Monotropism is a cognitive theory of autism developed by Dinah Murray, Mike Lesser, and Wenn Lawson in the late 1990s and published in its canonical form in 2005. It frames autism not as a deficit, but as a difference in how attention is allocated: monotropic minds direct their attention in a single, deep, narrow channel, while polytropic minds spread it thin across many concurrent streams.

The word comes from the biological concept of tropism — the tendency of an organism to grow or orient itself toward a stimulus.
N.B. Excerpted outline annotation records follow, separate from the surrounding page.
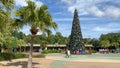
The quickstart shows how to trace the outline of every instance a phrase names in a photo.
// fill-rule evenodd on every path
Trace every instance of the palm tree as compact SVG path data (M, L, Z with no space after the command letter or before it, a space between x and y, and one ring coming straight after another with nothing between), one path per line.
M3 32L8 23L11 23L11 8L14 7L14 0L0 0L0 32Z
M10 34L10 24L13 22L11 18L11 9L15 6L14 0L0 0L0 32L3 35L2 41ZM2 44L4 44L2 43ZM2 45L2 49L5 45Z
M28 6L21 7L16 12L16 16L19 16L20 25L30 25L31 29L31 46L28 59L28 68L32 68L32 49L34 43L34 37L40 30L42 32L50 32L51 28L56 29L57 24L53 22L51 15L48 12L48 8L45 5L36 7L32 1L27 1Z

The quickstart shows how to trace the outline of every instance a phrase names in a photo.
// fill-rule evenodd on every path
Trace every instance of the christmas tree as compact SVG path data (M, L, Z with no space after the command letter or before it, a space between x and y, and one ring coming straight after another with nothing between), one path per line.
M67 48L71 51L71 53L74 53L76 50L80 50L84 48L77 9L75 9L74 11L74 19L72 23L70 41L67 45Z

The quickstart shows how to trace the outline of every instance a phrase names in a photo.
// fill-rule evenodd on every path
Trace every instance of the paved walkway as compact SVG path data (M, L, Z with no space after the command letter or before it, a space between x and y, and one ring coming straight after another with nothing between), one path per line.
M0 62L0 68L27 68L27 58ZM120 68L120 54L72 55L47 54L33 58L33 68Z
M46 58L55 60L51 68L120 68L120 54L72 55L70 58L64 54L48 54Z

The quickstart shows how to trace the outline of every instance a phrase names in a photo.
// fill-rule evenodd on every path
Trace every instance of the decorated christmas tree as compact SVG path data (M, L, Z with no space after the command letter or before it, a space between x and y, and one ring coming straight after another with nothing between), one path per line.
M71 51L71 53L74 53L76 50L80 51L80 49L81 50L84 49L84 43L83 43L77 9L75 9L74 11L74 19L72 23L70 41L67 45L67 48Z

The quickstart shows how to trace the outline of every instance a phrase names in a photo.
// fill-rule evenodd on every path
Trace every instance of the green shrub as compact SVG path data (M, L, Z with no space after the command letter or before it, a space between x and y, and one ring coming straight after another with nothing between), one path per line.
M28 55L27 54L24 54L24 53L16 53L15 54L15 58L18 59L18 58L26 58Z
M1 60L11 60L15 58L15 55L13 53L0 53Z
M96 53L97 51L96 50L92 50L92 53Z
M3 61L3 60L4 60L4 58L0 56L0 61Z
M45 58L45 55L43 54L33 55L33 58Z
M47 54L47 53L60 53L61 50L43 50L42 53Z

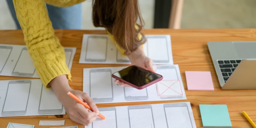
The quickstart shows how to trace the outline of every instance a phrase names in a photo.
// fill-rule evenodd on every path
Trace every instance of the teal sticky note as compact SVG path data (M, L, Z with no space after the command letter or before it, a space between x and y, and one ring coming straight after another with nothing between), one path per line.
M226 105L199 105L203 127L232 127Z

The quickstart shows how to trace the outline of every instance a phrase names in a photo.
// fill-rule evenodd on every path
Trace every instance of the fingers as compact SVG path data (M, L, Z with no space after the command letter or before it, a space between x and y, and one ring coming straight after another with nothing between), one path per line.
M118 85L120 85L120 87L132 87L132 88L133 87L132 87L127 84L126 84L124 83L123 83L118 80L115 79L115 81L114 81L114 82L116 84L118 84Z
M83 105L79 103L77 104L78 104L77 108L77 111L86 120L89 120L93 117L97 116L99 114L99 113L97 113L95 112L89 112Z
M96 113L99 113L100 111L98 109L97 106L96 106L96 104L93 101L93 100L91 98L90 96L89 96L88 94L86 93L84 93L82 95L82 98L86 102L88 105L90 106L92 110L93 111L96 112Z
M145 65L147 70L150 71L155 73L154 69L153 68L153 60L149 58L146 59L145 61Z

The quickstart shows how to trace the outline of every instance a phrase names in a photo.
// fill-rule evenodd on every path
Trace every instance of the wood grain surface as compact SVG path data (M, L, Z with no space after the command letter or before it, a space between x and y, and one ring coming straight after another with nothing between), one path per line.
M99 107L189 101L192 106L197 127L202 128L198 105L200 104L224 104L228 106L232 128L252 128L242 115L242 112L243 111L246 111L252 119L256 123L256 90L222 90L211 59L207 42L216 41L256 41L256 29L154 29L145 30L143 32L147 35L171 35L174 64L179 64L187 100L98 104L97 106ZM106 33L104 31L55 31L55 35L59 38L63 46L77 48L71 69L73 82L69 82L70 86L73 89L82 91L83 68L128 65L79 64L83 35ZM23 38L21 31L0 31L0 44L24 45ZM214 91L187 91L185 71L194 70L210 71ZM0 76L0 80L27 79ZM0 118L0 128L5 128L9 122L35 125L35 128L49 128L49 126L38 126L40 120L65 120L66 121L64 126L77 125L79 128L84 127L82 125L72 122L66 114L63 116L1 118Z

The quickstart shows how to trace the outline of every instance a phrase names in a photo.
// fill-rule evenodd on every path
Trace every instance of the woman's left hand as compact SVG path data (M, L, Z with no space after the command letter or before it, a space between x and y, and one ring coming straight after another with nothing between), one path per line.
M153 68L153 61L146 56L142 46L138 47L133 53L128 55L128 58L132 65L137 66L150 71L155 72ZM114 82L116 84L119 84L120 87L133 87L116 79L115 80Z

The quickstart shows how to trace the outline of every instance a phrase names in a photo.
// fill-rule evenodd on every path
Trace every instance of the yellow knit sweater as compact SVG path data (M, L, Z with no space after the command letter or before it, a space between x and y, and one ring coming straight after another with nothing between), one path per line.
M45 3L65 7L84 0L13 0L27 47L46 87L49 87L47 85L49 82L58 76L67 75L67 78L70 80L71 75L66 64L64 49L54 35ZM113 36L110 36L113 41ZM123 54L124 50L115 44L120 52Z

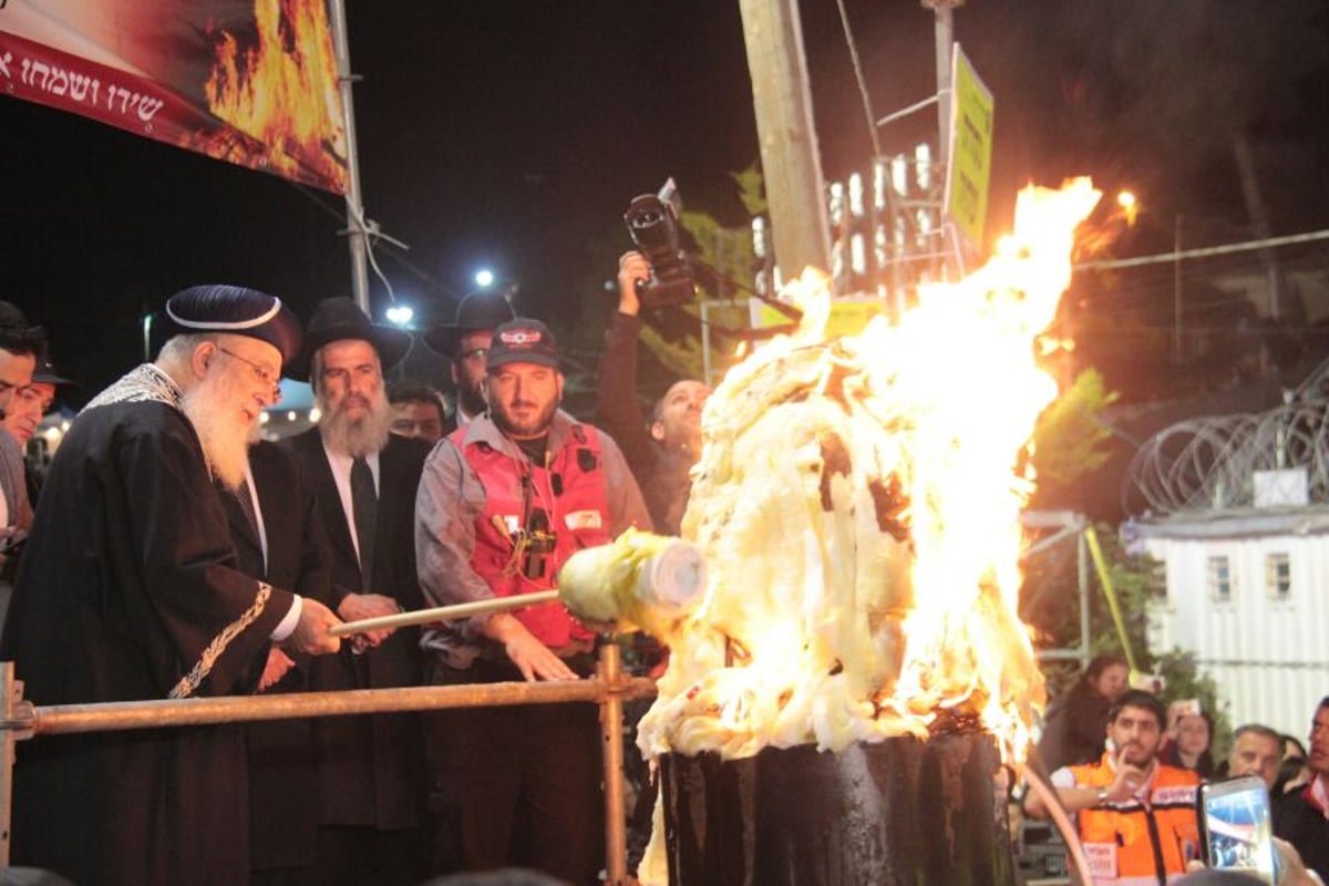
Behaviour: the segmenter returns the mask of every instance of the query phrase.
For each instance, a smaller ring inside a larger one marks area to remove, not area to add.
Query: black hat
[[[32,380],[37,384],[78,384],[77,381],[72,381],[60,375],[56,371],[56,364],[52,363],[51,357],[45,353],[37,357],[37,368],[32,371]]]
[[[493,372],[509,363],[534,363],[550,369],[558,368],[558,345],[554,333],[540,320],[517,317],[494,329],[493,344],[485,372]]]
[[[267,341],[290,364],[300,351],[300,321],[282,299],[243,286],[191,286],[166,299],[165,335],[225,332]]]
[[[0,302],[0,348],[15,353],[40,353],[47,344],[47,332],[28,323],[17,306]]]
[[[348,298],[323,299],[310,317],[304,349],[299,359],[291,361],[291,377],[307,379],[319,348],[346,339],[360,339],[373,345],[384,369],[395,367],[411,349],[409,332],[372,323],[360,306]]]
[[[452,325],[440,325],[424,333],[424,343],[445,357],[456,355],[461,336],[480,329],[496,329],[516,317],[508,299],[496,292],[472,292],[457,306]]]

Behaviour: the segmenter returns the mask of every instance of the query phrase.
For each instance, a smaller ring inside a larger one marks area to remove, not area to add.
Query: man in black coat
[[[517,315],[506,296],[472,292],[461,299],[451,325],[435,327],[424,333],[424,343],[452,364],[457,401],[444,424],[444,437],[484,413],[485,396],[481,388],[485,380],[485,357],[489,355],[494,329],[514,316]]]
[[[322,417],[290,446],[314,487],[331,555],[332,602],[347,620],[423,606],[415,566],[416,486],[429,448],[388,432],[383,371],[409,347],[350,299],[326,299],[310,319],[307,367]],[[421,684],[419,630],[375,631],[316,660],[316,691]],[[319,777],[320,883],[413,883],[425,802],[416,713],[322,717],[314,723]]]
[[[222,489],[239,569],[328,603],[327,537],[295,457],[274,442],[250,446],[246,484]],[[310,656],[271,647],[259,656],[258,691],[310,691]],[[245,727],[250,774],[250,866],[255,886],[314,883],[318,794],[310,720]]]
[[[272,642],[339,647],[327,607],[238,567],[213,485],[243,482],[299,323],[227,286],[175,294],[166,320],[155,363],[98,395],[51,465],[0,643],[37,704],[245,693]],[[13,859],[77,883],[245,882],[247,785],[238,725],[37,737]]]

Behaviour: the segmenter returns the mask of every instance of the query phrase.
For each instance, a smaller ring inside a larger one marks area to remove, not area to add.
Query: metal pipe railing
[[[655,683],[623,676],[614,643],[599,647],[597,676],[550,683],[485,683],[465,685],[292,692],[271,696],[223,696],[102,704],[35,705],[23,697],[12,662],[0,662],[0,867],[9,866],[13,808],[13,761],[17,741],[43,735],[155,729],[161,727],[332,717],[395,711],[437,711],[510,704],[595,703],[601,708],[605,765],[605,863],[611,886],[627,883],[623,822],[623,701],[649,699]]]

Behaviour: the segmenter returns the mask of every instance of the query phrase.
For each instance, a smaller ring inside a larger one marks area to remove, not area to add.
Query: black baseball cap
[[[493,372],[509,363],[534,363],[557,369],[558,345],[554,343],[554,333],[544,323],[530,317],[517,317],[504,323],[494,329],[485,372]]]

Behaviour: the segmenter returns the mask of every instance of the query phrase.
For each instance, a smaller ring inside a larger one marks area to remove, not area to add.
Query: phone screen
[[[1273,883],[1273,821],[1269,792],[1256,777],[1200,788],[1204,863],[1241,870]]]

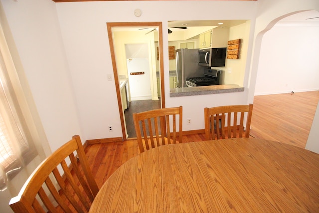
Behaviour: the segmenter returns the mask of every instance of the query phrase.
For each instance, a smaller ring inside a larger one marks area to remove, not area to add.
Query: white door
[[[131,100],[152,99],[148,58],[126,59]]]

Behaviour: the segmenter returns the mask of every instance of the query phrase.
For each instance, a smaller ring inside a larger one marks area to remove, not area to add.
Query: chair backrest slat
[[[250,104],[205,108],[206,140],[249,137],[253,106]]]
[[[176,126],[177,116],[179,122],[178,132]],[[147,128],[145,125],[146,119],[152,121],[148,122]],[[182,142],[181,106],[133,113],[133,121],[140,152],[155,147]],[[156,143],[154,143],[154,139]]]

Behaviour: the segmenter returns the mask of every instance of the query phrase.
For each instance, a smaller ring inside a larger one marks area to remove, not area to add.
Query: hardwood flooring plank
[[[251,137],[305,148],[319,91],[255,96]],[[184,135],[184,143],[205,140],[205,134]],[[136,139],[88,145],[89,164],[99,187],[118,168],[139,154]]]

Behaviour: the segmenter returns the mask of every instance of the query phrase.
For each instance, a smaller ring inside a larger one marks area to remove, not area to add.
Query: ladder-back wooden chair
[[[98,191],[80,137],[75,135],[38,166],[9,205],[19,213],[87,212]]]
[[[178,141],[177,119],[179,123]],[[181,106],[133,113],[133,121],[140,153],[165,144],[182,142],[183,107]],[[170,132],[171,121],[172,132]]]
[[[206,107],[204,109],[206,139],[249,138],[253,106],[250,104]],[[245,119],[246,123],[244,124]]]

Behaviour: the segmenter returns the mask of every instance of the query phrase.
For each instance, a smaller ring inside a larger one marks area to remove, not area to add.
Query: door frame
[[[119,85],[119,78],[118,72],[116,67],[115,61],[115,53],[114,51],[114,45],[113,43],[113,36],[112,28],[115,27],[156,27],[158,29],[159,33],[159,56],[160,60],[160,100],[161,102],[162,108],[165,107],[165,85],[164,83],[164,54],[163,53],[163,30],[162,23],[160,22],[108,22],[106,23],[106,26],[108,31],[108,36],[109,38],[109,44],[110,45],[110,51],[111,52],[111,58],[112,60],[112,65],[113,69],[113,75],[114,76],[114,81],[115,83],[115,89],[116,90],[116,96],[118,99],[118,106],[119,107],[119,113],[121,119],[121,126],[122,127],[122,137],[123,140],[127,139],[125,132],[125,124],[124,123],[124,115],[123,113],[123,106],[122,105],[121,99],[121,91],[120,91],[120,85]]]

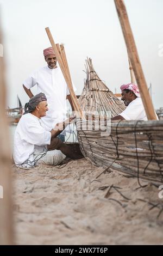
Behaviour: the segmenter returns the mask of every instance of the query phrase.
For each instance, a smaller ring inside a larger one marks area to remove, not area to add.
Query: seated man
[[[34,167],[40,162],[57,165],[66,156],[72,159],[81,158],[79,150],[78,153],[73,150],[57,138],[74,117],[47,131],[41,125],[41,118],[48,110],[47,99],[42,93],[32,97],[26,104],[25,112],[14,136],[13,157],[17,167]]]
[[[115,120],[147,120],[145,109],[140,96],[137,86],[129,83],[121,86],[121,100],[124,101],[126,109],[121,114],[111,119]],[[156,114],[157,119],[158,118]]]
Mono-tropism means "one-directional": attention and interest flow into one attractor at a time, and that attractor pulls everything else into its orbit.

What it explains

Monotropism reframes a long list of autistic traits as consequences of a single underlying mechanism rather than as a collection of unrelated "symptoms":

  • Special interests (better called "attention tunnels" or flow states): the depth and intensity of a monotropic focus on a topic.
  • Difficulty with transitions: switching attention out of a tunnel is costly because the tunnel has accumulated so much momentum.
  • Sensory overload: polytropic filtering lets neurotypical people tune out background noise; monotropic attention pulls all available signals in with the same gain.
  • Literal and detail-focused thinking: a narrow deep channel sees detail that a wide shallow channel misses.
  • Autistic inertia: difficulty starting or stopping tasks, because moving the attentional spotlight is itself the hard part.
  • The joy of flow: monotropic focus is not only a burden. It is often deeply pleasurable, regenerative, and a source of meaning.

Why it matters

Monotropism is increasingly treated as one of the most internally coherent and dignifying frameworks for understanding autism, because it centers the autistic person's lived experience rather than describing autism from the outside in terms of what the autistic person fails to do. Many older models defined autism by listing the things neurotypical people do that autistic people do differently or not at all. Monotropism does the opposite: it starts with how attention actually works from the inside, and lets the rest of the picture fall out of that.

It is also useful beyond autism. ADHD, in this framing, looks like polytropism with a broken steering mechanism: many channels open at once, but the ability to choose which one wins at any moment is the thing that has slipped. Plenty of people are somewhere along the spectrum between these extremes, and recognising which shape your attention naturally takes is quietly one of the most useful pieces of self-knowledge you can acquire.

The best first read is Murray, Lesser, and Lawson's 2005 paper Attention, monotropism and the diagnostic criteria for autism. It is short, precise, and very rewarding if you or someone you love lives on a single channel.